Neural style transfer is used in photo editing. It goes beyond your typical Instagram filters where transformations are only applied in the color space. The transformations in neural style transformation are far more sophisticated and elaborate. They aren’t just limited to color.

For example, a few months after Leon Gatys’s paper on neural style transfer came out, a mobile app called Prisma was launched. This app made use of neural style transfer and allowed users to apply filters to their images that weren’t limited to color. It actually allowed users to apply the painting styles of famous painters to their own photographs.

Neural style transfer could also find applications in data augmentation. It is even possible to use neural style transfer to change interfaces. For example, ImagineNet uses a neural style transfer model that makes it possible to use an artwork as a style reference and change the visual appearance interface of a mobile application.

Is neural style transfer supervised learning?

Neural style transfer can’t be considered to be supervised learning. In fact, it isn’t unsupervised learning either. To be honest, neural style transfer isn’t really machine learning at all. It’s actually a really cool side effect or output of machine learning on image tasks.

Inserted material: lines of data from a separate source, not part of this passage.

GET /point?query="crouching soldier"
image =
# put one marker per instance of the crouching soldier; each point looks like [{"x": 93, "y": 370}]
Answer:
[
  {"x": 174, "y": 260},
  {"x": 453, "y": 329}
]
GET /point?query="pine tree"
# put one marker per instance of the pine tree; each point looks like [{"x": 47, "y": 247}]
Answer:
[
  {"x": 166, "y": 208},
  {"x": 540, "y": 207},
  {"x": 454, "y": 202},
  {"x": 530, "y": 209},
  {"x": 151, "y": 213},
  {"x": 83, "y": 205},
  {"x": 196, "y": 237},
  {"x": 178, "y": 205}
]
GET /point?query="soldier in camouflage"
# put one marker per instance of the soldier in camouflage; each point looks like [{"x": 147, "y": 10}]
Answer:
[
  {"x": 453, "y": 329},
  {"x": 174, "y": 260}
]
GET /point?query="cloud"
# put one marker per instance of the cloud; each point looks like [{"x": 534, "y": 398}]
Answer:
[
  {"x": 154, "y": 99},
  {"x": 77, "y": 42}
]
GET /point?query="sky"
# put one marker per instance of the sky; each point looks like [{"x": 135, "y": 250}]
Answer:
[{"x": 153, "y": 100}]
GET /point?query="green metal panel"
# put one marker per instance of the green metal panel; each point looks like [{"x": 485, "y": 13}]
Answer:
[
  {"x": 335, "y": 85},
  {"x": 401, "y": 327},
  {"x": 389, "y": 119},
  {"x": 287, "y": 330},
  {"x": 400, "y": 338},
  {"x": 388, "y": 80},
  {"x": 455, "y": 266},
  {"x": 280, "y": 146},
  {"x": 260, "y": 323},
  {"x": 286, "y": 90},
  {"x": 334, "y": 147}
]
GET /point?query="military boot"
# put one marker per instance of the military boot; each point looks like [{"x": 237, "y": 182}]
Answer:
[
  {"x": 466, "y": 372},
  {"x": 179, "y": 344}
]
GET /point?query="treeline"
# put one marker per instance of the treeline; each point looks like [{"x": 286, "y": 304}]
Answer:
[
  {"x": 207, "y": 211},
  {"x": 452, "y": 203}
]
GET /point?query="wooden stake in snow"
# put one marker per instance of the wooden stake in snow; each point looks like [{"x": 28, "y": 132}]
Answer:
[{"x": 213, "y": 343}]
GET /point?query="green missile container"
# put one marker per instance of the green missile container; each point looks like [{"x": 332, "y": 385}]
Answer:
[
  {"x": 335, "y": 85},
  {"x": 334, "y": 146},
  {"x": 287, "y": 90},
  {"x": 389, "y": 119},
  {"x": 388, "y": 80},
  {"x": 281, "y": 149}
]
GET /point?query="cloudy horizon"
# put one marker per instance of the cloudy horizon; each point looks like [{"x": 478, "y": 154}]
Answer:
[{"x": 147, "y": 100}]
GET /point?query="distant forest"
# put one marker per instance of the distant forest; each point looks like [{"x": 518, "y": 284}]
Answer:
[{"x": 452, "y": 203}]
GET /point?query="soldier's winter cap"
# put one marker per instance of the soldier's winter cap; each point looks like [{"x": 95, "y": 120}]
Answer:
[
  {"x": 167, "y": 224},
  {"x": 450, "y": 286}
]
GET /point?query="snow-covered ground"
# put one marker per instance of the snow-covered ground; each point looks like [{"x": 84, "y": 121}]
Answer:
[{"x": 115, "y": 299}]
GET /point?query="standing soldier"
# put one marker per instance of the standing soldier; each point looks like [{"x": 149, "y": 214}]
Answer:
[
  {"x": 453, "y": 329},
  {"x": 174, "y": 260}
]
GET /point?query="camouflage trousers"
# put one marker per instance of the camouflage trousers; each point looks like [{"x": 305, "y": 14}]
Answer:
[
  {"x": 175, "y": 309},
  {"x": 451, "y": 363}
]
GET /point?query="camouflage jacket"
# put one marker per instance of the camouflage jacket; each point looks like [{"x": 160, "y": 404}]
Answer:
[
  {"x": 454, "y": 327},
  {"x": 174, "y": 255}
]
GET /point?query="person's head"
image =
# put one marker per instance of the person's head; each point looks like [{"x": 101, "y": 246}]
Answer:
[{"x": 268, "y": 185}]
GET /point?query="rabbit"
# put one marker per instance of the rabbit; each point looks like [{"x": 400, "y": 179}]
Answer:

When you perform neural style transfer using a pre-trained CNN, a whole lot of supervised machine learning has already been performed to make it possible. 

The neural style transfer algorithm is an example of gradient-based cost function optimization that it shares with several supervised as well as unsupervised machine learning algorithms.

The result of neural style transfer is partially a probe into the learnings of the network about different levels of structure in the problem domain that it was trained on.

So neural style transfer is part of a convolution neural network (CNN), but it is not machine learning. It definitely is not supervised learning because you aren’t focusing on any predefined output, we’re just getting a modified version of the images.


What is content loss in neural style transfer?

Content loss makes sure that the content that you want in the generated image is captured efficiently. Convolution neural networks capture information about the content in the higher levels of the network, while the lower levels tend to focus more on the individual pixel values.

It is based on the intuition that images that have similar content will also have similar representation in the higher layers of the network.

What is style loss in neural style transfer?

Style essentially involves capturing the brush strokes and patterns. For this purpose, the lower layers are primarily used because they capture lower-level features.

It takes more effort to define the loss function for style than for content because multiple layers are involved in computing. We measure the style information as the amount of correlation present between the feature maps per layer. 

The Gram Matrix is used for the purpose of computing style loss.